The illustration used in Figuroids’ adverts showed three figures – the same woman in her ‘stout’, ‘medium’ and ‘dainty’ incarnations. Although the copy did not exclude male customers, sometimes referring to the distribution of fat in male bodies too, the aspirational shrinkage in the illustration showed women the ideal to which they should strive.
‘IF you are like the STOUT girl—you will become like the MEDIUM girl—and finally like the DAINTY girl—by taking Figuroids.’
In 1908, the focus on science slipped. French women visiting the Franco-British Exhibition sported a new fashion – the sheath dress. The Figuroid Company seized the opportunity to use the visitors’ elegant image to convince portly Brits to shape up. An unillustrated advert began, in the Marmola style, as a news story. The headline asked ‘Can Stout Women Wear the Sheath Gown?’

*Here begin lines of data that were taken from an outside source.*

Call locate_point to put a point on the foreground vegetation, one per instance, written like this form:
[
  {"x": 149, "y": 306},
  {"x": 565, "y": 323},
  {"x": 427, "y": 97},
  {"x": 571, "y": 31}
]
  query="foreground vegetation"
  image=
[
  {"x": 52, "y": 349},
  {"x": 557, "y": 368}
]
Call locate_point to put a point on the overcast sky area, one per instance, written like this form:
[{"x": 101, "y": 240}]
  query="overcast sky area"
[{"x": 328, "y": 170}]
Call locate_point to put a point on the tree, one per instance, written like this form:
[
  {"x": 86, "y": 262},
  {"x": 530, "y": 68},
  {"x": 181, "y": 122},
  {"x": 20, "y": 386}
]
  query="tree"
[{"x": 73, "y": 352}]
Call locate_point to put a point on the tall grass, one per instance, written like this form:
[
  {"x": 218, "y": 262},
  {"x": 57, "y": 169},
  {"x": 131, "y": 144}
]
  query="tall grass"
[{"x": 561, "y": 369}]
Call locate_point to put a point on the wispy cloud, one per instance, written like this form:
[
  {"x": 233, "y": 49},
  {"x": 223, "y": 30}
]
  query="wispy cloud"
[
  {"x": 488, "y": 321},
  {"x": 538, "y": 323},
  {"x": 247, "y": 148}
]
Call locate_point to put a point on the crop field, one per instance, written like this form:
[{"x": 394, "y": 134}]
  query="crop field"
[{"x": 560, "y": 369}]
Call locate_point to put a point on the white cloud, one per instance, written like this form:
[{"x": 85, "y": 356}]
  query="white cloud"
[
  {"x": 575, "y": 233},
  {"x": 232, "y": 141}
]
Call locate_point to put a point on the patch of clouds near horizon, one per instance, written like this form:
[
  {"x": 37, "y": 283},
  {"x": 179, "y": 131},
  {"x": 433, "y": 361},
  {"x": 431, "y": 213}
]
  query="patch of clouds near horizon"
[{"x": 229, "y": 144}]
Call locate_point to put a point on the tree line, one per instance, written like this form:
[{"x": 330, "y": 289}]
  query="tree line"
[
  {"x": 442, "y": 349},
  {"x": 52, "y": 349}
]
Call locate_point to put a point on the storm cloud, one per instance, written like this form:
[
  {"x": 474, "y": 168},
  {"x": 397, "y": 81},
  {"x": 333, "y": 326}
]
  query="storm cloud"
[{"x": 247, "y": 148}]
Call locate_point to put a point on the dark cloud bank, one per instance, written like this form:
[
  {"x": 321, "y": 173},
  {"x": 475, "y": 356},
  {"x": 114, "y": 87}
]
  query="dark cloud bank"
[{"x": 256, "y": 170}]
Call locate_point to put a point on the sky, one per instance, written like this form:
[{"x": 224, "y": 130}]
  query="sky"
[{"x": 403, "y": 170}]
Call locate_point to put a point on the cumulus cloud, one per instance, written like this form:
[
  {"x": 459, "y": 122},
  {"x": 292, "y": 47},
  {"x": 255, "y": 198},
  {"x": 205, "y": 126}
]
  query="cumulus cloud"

A fat person can only wear what suits her own figure, and frequently suspects that her unfashionable attire and awkward personal appearance are the cause of much of the tittering she happens to overhear. This is a distressing condition for a woman to have to endure. The lithe, vivacious movements of her friend, attired in the latest fashionable gown, make her more and more desirous, like Hamlet, “that this too, too solid flesh would melt, thaw and resolve itself into a dew.4
The answer to the headline was, of course, yes, provided the stout women used Figuroids to slim down first.
The reader, whether overweight or not, is prompted to think any laughter is directed at her. Maybe her body is repulsive. Maybe her clothes look awful. Even her personality is suspect – she lacks the vivacity of her slim friend. The only accepted response is to melt away.
Figuroids were attractively presented. Each tablet bore the product name and was wrapped in silver paper, but the product within was useless. An analysis by the British Medical Association in 1908 revealed that they comprised bicarbonate of soda, tartaric acid, sodium chloride, phenolphthalein, hexamethyline-tetramine, talc and gum – none of which had any application for obesity.5 Dropped into water, they made an interesting pink fizzy drink, but that was about it.
Figuroids might have been promoted through a lens of science and rationality, but they were ineffective. And underneath the attractive exterior lurked the advertising message with which we all remain familiar – you need to buy this product because you are not good enough.